ブーツにパイルバンカーが生成された様だ。
「ハ?」
ダウンしていたもう一体が起き上がりこちらを見ていた。
「もうちょい試させろよ」
ブーツに力を入れ、奴の前に行き、巨腕で頭と足を掴む。
「ハナセ!」
暴れるが関係無い。地面に叩きつけ腹部に踵を押し当てパイルを炸裂させる。
「ウゴッ……」
念入りに3発程打ち込んでおく。
「……」
「よし、討伐完了!結構良いなこれ!」
今まで腕だけで倒していたが、足も攻撃に使えるようになったのは良いぞ。
(クロトよ……中々容赦無いな)
ヴァイスも若干引いている。
「そんな酷かったかn……おおぅこれは酷い」
先に握りつぶした2体の死体は既に1つの魔石と化して俺に吸収されている。
後の2体は頭部が破裂した死体と腹部が破裂して上半身と下半身に分かれてしまっている死体。

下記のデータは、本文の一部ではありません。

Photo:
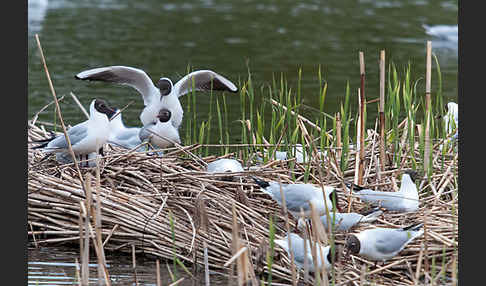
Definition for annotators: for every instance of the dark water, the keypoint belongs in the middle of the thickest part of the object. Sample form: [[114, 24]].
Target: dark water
[[273, 37], [268, 37], [56, 266]]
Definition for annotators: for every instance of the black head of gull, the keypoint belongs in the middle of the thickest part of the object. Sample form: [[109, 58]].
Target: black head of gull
[[102, 107], [164, 115], [414, 175], [165, 86]]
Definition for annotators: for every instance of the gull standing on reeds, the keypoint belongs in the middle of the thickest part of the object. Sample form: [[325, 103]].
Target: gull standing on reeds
[[164, 95], [298, 250], [380, 244], [162, 133], [345, 221], [85, 137], [405, 200], [299, 196]]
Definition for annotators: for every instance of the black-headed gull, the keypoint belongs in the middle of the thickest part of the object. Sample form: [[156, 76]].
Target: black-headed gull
[[162, 95], [85, 137], [405, 200], [224, 165], [120, 135], [299, 196], [345, 221], [380, 244], [298, 250], [161, 134]]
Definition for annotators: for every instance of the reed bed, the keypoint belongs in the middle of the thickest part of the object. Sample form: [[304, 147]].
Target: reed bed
[[139, 193], [171, 208]]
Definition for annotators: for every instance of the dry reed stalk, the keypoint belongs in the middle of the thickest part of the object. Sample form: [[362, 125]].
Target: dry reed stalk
[[289, 239], [58, 109], [382, 111], [79, 105], [85, 254], [338, 135], [300, 117], [428, 106], [362, 100], [206, 264], [134, 265]]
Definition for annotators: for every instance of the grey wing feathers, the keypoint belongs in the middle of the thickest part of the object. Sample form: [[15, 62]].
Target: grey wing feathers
[[75, 133], [393, 241], [203, 80], [133, 77]]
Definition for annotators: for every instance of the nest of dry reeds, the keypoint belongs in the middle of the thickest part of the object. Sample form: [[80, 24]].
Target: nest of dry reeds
[[171, 207]]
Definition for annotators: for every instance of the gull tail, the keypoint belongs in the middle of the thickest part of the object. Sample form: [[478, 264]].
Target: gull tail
[[44, 143], [354, 187], [372, 215], [263, 184], [414, 227]]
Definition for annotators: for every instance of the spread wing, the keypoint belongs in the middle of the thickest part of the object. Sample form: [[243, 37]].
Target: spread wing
[[201, 81], [133, 77]]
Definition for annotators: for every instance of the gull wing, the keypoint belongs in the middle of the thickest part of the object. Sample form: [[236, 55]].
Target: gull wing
[[201, 81], [133, 77]]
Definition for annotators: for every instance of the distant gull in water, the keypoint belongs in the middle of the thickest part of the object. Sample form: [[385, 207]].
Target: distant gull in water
[[451, 118], [164, 95], [443, 32]]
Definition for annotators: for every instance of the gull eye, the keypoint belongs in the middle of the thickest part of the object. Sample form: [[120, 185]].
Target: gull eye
[[164, 115], [165, 86]]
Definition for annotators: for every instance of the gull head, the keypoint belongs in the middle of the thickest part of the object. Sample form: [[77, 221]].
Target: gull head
[[164, 115], [352, 244], [165, 86], [414, 175]]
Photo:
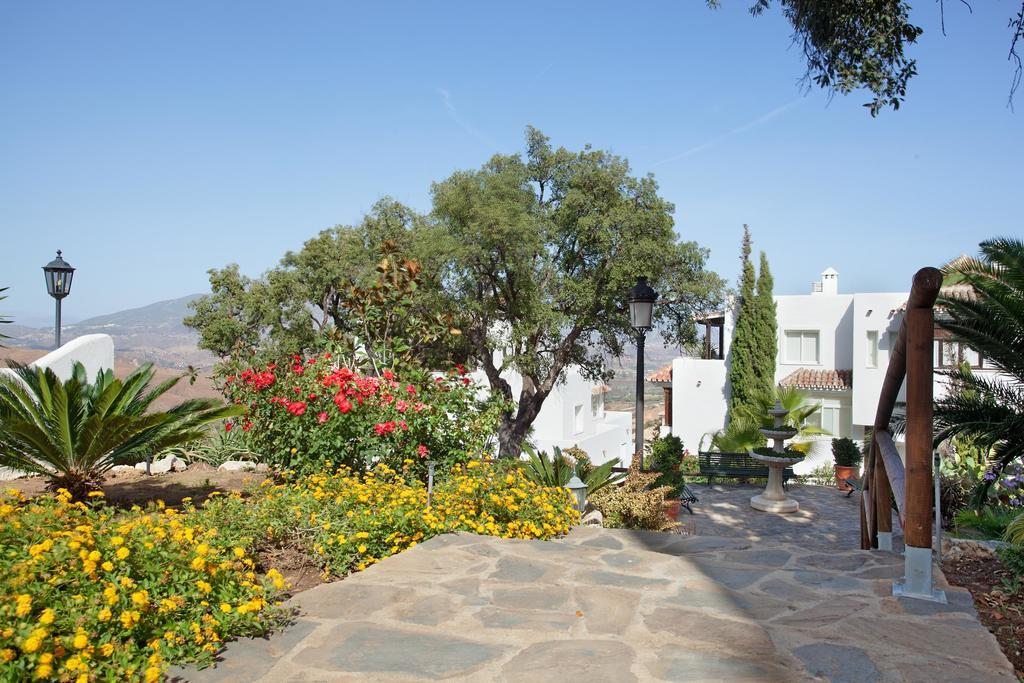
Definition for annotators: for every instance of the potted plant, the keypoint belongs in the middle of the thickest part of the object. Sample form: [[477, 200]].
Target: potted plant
[[847, 455]]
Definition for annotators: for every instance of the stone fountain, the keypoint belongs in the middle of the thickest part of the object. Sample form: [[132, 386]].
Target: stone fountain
[[774, 498]]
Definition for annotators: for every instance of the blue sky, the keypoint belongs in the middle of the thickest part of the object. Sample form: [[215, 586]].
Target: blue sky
[[152, 141]]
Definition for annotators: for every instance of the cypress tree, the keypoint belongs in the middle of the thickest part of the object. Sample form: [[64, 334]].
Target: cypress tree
[[742, 353], [767, 329]]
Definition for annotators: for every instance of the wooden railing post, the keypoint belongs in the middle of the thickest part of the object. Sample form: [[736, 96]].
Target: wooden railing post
[[882, 497], [920, 324]]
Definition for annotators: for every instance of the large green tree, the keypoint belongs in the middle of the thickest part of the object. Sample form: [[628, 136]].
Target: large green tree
[[986, 409], [542, 250], [752, 354], [854, 44], [767, 327]]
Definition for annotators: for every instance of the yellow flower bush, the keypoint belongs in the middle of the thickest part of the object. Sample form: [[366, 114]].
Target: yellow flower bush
[[95, 594], [348, 522], [91, 593]]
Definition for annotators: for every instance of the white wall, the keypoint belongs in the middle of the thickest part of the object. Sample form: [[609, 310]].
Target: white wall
[[829, 315], [699, 402], [93, 351], [603, 437]]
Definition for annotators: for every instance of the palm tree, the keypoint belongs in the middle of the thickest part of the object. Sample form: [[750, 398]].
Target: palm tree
[[743, 432], [74, 431], [988, 316]]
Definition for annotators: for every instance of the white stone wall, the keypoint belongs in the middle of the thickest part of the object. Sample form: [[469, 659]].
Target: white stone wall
[[93, 351], [699, 400], [872, 312], [603, 436], [829, 315]]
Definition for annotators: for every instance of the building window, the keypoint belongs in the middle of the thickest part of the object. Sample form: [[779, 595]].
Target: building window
[[950, 353], [802, 346], [872, 348]]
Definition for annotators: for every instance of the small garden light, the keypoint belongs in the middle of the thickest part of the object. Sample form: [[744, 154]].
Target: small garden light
[[579, 489], [58, 274], [642, 299]]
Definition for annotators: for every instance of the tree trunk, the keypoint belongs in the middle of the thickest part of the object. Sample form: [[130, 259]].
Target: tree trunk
[[510, 438]]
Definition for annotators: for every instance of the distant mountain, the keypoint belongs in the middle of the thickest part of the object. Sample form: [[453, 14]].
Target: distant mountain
[[148, 334]]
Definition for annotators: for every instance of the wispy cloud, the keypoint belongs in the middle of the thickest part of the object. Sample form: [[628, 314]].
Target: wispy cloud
[[707, 144], [461, 122]]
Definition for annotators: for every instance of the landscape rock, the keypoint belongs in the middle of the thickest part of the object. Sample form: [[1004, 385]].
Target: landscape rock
[[238, 466], [164, 465], [954, 549]]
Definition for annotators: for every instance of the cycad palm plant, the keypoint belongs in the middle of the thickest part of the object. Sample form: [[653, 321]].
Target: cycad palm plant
[[557, 470], [989, 318], [74, 431], [793, 399]]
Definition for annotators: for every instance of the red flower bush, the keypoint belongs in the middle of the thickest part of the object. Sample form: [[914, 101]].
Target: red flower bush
[[357, 420]]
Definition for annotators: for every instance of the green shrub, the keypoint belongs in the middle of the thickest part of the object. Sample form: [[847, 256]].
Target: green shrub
[[991, 522], [73, 431], [557, 470], [306, 412], [954, 494], [637, 503], [116, 595], [846, 453], [215, 447], [346, 521], [822, 475]]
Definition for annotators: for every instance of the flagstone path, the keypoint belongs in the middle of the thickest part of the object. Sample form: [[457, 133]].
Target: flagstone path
[[616, 605]]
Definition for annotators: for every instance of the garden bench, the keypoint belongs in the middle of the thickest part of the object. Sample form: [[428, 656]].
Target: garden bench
[[735, 465]]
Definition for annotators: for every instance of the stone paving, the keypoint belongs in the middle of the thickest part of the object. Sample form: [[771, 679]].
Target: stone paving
[[826, 517], [616, 605]]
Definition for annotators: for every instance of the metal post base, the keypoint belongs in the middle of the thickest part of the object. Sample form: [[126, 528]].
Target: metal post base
[[916, 581]]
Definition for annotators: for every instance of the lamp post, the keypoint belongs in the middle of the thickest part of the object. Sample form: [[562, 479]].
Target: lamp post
[[58, 274], [642, 299]]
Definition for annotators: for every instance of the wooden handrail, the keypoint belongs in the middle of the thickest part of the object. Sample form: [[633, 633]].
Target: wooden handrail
[[894, 468], [885, 473]]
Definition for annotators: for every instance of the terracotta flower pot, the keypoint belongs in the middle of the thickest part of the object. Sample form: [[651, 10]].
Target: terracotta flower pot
[[844, 473]]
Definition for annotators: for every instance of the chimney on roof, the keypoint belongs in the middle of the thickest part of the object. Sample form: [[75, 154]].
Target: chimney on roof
[[828, 284]]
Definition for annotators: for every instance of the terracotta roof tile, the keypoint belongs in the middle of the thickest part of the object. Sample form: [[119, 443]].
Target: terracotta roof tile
[[819, 380], [662, 376]]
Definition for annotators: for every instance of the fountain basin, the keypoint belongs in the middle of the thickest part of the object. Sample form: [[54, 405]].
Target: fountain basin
[[774, 499], [781, 433]]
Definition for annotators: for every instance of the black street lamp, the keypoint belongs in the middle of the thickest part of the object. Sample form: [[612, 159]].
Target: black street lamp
[[58, 274], [642, 299]]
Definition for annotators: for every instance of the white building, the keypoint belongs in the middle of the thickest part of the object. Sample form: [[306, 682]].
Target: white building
[[834, 346], [573, 415]]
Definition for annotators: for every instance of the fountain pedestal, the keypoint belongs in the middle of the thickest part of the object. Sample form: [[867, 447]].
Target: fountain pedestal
[[774, 498]]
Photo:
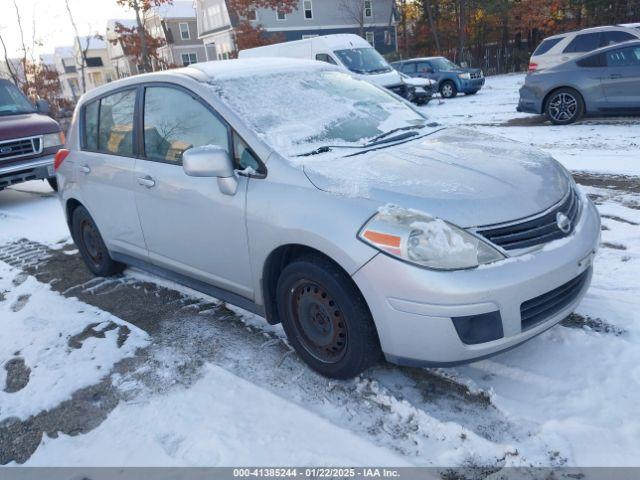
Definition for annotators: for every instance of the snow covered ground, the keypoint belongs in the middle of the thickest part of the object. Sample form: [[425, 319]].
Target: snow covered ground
[[139, 371]]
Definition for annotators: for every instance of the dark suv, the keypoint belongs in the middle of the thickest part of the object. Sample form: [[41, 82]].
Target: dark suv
[[29, 138], [452, 79]]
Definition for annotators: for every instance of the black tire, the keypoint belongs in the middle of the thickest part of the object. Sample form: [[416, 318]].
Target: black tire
[[92, 248], [326, 319], [564, 106], [448, 89], [53, 183]]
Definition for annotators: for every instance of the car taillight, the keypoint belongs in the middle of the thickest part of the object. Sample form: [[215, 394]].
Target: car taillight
[[59, 158]]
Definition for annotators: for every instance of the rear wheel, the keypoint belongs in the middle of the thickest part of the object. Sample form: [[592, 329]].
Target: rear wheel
[[564, 106], [448, 89], [326, 319], [53, 183], [92, 248]]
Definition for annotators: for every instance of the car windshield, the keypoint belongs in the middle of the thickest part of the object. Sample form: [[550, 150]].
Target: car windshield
[[298, 111], [443, 64], [363, 60], [12, 101]]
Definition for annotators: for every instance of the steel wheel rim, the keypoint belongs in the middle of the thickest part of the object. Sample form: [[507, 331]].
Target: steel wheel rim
[[91, 242], [319, 322], [563, 107]]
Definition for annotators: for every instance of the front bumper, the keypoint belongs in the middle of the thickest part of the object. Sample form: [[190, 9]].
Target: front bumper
[[413, 307], [39, 168]]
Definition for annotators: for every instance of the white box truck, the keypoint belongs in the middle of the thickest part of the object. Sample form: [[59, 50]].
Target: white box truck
[[351, 52]]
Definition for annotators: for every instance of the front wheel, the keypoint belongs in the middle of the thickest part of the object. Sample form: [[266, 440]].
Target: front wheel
[[564, 106], [448, 89], [92, 248], [326, 319]]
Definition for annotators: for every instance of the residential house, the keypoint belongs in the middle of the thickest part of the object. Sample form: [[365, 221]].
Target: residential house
[[176, 25], [97, 70], [65, 63], [123, 64], [374, 20]]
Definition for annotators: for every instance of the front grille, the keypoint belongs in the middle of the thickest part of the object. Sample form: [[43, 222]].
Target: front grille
[[19, 148], [536, 231], [538, 309]]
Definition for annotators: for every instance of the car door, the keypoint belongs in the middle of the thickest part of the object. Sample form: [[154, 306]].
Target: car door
[[190, 226], [621, 81], [106, 170]]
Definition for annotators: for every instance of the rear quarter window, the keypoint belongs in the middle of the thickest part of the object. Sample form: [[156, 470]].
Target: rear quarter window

そして最後に残されたヴァイスの仲間さんはというと……
「いや、殺さないで……お願い」
俺最初になんて言ったっけ?
確か「お前ら全員ここから引くか殺されるか選べ」だったか。
全員って言っちゃってるんだよなぁ?
「ご、ごめん!殺さないから!だから怯えないで?」
両手を前に出し、ちょっと待ってのジェスチャーをするが……
「いやぁぁ!!」
(ヴァイス?恐怖を与えろなんて言ってないよ?)
(あの戦闘を見た後なら我も警戒するぞ?)
はぁ、やっぱ話をするときはあの恰好しかないか。
俺はクロガネちゃんモードへと移行するのであった。